Helping is probably the wrong thing to do, but I’ve been blocked on those sort of sites when I was in high school and it was annoying. I thinkg megalongcat is right that it’s blocking your searches of anything with the word proxy in the title. Why don’t you search for the proxys at home, email the list of urls to yourself, and then try copying them into the address bar at school. it may not work, but if you’re already bored what’s another wasted 5 minutes? also, have you tried talking to your nerdier friends about it? when i was in high school, the proxy sites mostly did get blocked eventually, but i always got my new ones from my nerdy friend michael, not from google.

Trance24's avatar

The only time I find the need to break through my school’s blocking system is when they block google image sites. It is very annoying when you are an art student trying to find references but can’t get them because your school blocks imaging sites. Also I have been blocked from other sites while trying to find things for school specifically. My school was going to even block wiki because “its unreliable”. As for facebook and myspace, I could really care less. Like it really isn’t that important that I can’t wait. Also if you get caught trying to hack in my school you are banned from computers for the rest of the year.

RandomMrdan's avatar

if the campus has a wireless network, perhaps you could use your own computer? I know asus has some really inexpensive notebooks. http://www.asus.com it’s call the EEE Pc, they’re neat. I used to own one, took it to class to take notes (and browse facebook =) )

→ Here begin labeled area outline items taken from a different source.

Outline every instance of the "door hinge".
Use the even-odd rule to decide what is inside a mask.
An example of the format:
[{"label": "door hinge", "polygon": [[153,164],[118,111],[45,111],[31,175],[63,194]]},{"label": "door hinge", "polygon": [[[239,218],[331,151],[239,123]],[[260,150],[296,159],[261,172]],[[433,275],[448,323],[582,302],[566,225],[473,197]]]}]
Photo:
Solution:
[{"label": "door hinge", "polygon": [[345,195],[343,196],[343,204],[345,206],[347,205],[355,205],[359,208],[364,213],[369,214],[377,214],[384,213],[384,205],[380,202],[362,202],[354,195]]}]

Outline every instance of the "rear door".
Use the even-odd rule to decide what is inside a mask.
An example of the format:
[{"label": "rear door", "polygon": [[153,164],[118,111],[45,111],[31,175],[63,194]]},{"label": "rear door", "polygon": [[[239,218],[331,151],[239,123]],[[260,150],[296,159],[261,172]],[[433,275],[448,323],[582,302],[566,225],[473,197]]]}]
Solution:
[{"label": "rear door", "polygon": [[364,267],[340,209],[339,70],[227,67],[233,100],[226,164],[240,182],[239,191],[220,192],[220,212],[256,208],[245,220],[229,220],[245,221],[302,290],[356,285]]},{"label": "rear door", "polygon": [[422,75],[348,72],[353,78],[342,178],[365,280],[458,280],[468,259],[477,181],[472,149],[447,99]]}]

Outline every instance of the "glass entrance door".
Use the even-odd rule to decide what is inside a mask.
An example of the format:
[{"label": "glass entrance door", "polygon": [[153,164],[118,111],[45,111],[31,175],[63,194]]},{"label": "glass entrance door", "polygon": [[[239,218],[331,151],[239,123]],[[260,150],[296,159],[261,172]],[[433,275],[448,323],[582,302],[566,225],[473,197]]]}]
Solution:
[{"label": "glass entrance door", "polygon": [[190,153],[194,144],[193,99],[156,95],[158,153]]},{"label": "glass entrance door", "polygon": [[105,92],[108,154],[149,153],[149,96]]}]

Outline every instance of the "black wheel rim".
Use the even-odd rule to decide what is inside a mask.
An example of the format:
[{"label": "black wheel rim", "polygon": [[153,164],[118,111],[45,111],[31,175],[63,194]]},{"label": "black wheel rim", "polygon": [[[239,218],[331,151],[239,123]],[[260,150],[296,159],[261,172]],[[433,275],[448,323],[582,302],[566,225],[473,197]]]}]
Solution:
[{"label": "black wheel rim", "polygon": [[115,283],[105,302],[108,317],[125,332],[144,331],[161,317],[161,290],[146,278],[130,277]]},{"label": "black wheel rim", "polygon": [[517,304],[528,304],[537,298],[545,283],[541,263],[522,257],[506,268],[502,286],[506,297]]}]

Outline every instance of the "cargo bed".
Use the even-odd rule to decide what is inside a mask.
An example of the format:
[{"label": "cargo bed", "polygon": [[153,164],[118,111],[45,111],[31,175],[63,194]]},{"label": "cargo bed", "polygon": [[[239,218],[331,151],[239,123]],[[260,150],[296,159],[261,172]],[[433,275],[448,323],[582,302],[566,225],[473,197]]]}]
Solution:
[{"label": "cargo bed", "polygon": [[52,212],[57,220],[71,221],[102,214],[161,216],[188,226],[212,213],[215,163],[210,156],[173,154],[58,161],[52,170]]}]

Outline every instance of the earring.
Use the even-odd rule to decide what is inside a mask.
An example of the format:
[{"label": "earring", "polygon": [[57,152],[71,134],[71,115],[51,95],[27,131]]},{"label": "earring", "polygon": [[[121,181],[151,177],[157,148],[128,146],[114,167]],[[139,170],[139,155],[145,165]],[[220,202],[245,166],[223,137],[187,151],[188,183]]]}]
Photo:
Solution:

As far as everyone saying to not even get on the internet and check anything and learn…I feel that browsing the internet in the middle of a lecture is harmless, I am still able to take notes and pay attention while checking up on friends and what not on facebook and myspace.

gailcalled's avatar

RandonMr.dan; Let us know how you do in a lecture class where you can take notes, pay attention, browse the net and check up on friends and what-not on Facebook and Myspace at the same time. I wonder how the Professor feels about that.

RandomMrdan's avatar

@ gailcalled, actually he doesn’t really know what I do, and my CUM GPA in college is 3.45…I feel rather comfortable with that. I pay attention when I need to, and when he is discussing a topic I currently know well, or something I have notes on, I may alt+tab to facebook and see what’s going on.

gailcalled's avatar

Why sit through a lecture where you know much of the material already? Seems redundant..3.45 is good but there is some wiggle room there.

Really none of my business, however. Sorry.

RandomMrdan's avatar

@gailcalled sometimes in class, there are points in which we might review parts of a chapter, if I know the material well I sit quietly until we get to the parts I want to go over…and most the classes I attend give some points just for showing up and attenting class =).

I guess we got off topic a bit huh? Oh well.